Digital and technology

Shared services for health

Shared services for health BSO Chief Executive David Bingham outlined his organisation’s plans for shared services for the health and social care sector at agendaNi’s ICT Forum.

“Stories are best told when the journey is over,” David Bingham reflected when speaking at agendaNi’s seminar on shared services. “I’m telling mine and the journey is only starting. I’ll be judged, no doubt, in years to come about where we get to.”

The Business Services Organisation (BSO) was set up by the Review of Public Administration in April 2009 and provides a range of support services to the health and social care sector.

Outsourcing was ruled out at an early stage in the planning process for shared services.

Bingham sees a “fundamental difference” between the professionally-led common services and business services, which rely more on staff giving advice based on protocols. The latter would be delivered by shared services using new business systems; some of the current versions date back 30 years.

This change is being brought forward through the Business Services Transformation Programme. All health and social care organisations are involved, on ministerial instructions. Bingham observed that if shared services were “purely voluntary” in the public sector, there would be a lack of will to develop them.

The first phase for health and social care is due to begin in April 2011 but depends on several decisions being made. It covers:

• finance;

• procurement and logistics;

• human resources;

• payroll;

• travel and subsistence.

A programme board, with representatives from trusts and all other major HSC organisations, oversees its governance and sits over four project boards. The BSO is responsible for delivering the programme and is accountable to the board, the Health Minister and the department.

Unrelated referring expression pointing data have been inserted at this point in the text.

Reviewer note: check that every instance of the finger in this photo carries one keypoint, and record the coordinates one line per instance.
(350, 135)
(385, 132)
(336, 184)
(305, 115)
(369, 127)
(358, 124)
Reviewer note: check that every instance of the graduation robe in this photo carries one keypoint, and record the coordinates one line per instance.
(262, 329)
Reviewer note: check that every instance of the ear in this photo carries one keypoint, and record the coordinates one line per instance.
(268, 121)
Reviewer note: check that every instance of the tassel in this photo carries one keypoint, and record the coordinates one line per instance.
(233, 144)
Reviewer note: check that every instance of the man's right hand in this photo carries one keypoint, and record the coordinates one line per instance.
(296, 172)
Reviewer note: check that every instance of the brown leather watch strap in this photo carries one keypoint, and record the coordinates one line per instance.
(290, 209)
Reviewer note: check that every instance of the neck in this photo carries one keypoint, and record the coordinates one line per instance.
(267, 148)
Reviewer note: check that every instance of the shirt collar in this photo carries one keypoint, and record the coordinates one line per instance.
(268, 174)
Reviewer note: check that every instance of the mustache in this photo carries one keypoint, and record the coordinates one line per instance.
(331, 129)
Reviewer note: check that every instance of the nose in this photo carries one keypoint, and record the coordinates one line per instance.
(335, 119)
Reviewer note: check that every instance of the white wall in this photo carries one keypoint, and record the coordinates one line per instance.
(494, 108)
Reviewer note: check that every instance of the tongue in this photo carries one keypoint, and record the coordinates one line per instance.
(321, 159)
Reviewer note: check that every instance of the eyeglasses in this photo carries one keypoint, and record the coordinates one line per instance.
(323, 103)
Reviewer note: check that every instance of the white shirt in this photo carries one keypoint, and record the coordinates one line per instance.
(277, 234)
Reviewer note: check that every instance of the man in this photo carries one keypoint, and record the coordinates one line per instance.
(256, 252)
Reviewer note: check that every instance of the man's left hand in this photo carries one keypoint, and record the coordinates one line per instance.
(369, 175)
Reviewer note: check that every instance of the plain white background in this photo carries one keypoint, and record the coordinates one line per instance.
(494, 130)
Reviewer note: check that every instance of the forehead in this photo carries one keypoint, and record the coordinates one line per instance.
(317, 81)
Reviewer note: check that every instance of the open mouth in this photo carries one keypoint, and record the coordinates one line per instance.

“My own personal philosophy here has been that we should make the procurement process drive the rest of the process,” he said. “We can’t introduce shared services until we have our new systems implemented.”

The BSO aimed to sign the contracts for systems by next summer. Keeping the procurement schedule was the programme’s “biggest challenge”; procurement needed to be done properly and with pace.

Originally, the BSO planned to build two purpose-built shared services centres at a cost of £20 million. That capital funding is no longer available and the organisation has identified alternative sites within existing Health Service buildings. It now plans to establish three centres and expects costs to be low, compared with rented facilities.

A consultation document on options for a centre was due to be published by the end of the year but a decision was unlikely before the next Assembly election.

BSO staff are based in 14 different locations across Northern Ireland. The organisation started with 800 staff, and now has 650. It aims for 450 posts when the new centres are up and running.

Bingham emphasised the importance of working with staff and trade unions to maximise ‘win-wins’ i.e. “the vast majority of staff will actually get what we desire and we get what we need.” He was optimistic that this could be achieved if planning started now and vacancy controls, retaining and transfers were used.

The Health Service, he noted, had aimed to achieve £50 million in savings through RPA. £45 million has been achieved so far and shared services could account for the remaining £5 million. As well as cost reduction, he added: “Building that business relationship with the customer, being responsive to them in our systems, in the product that we deliver, is vitally important.”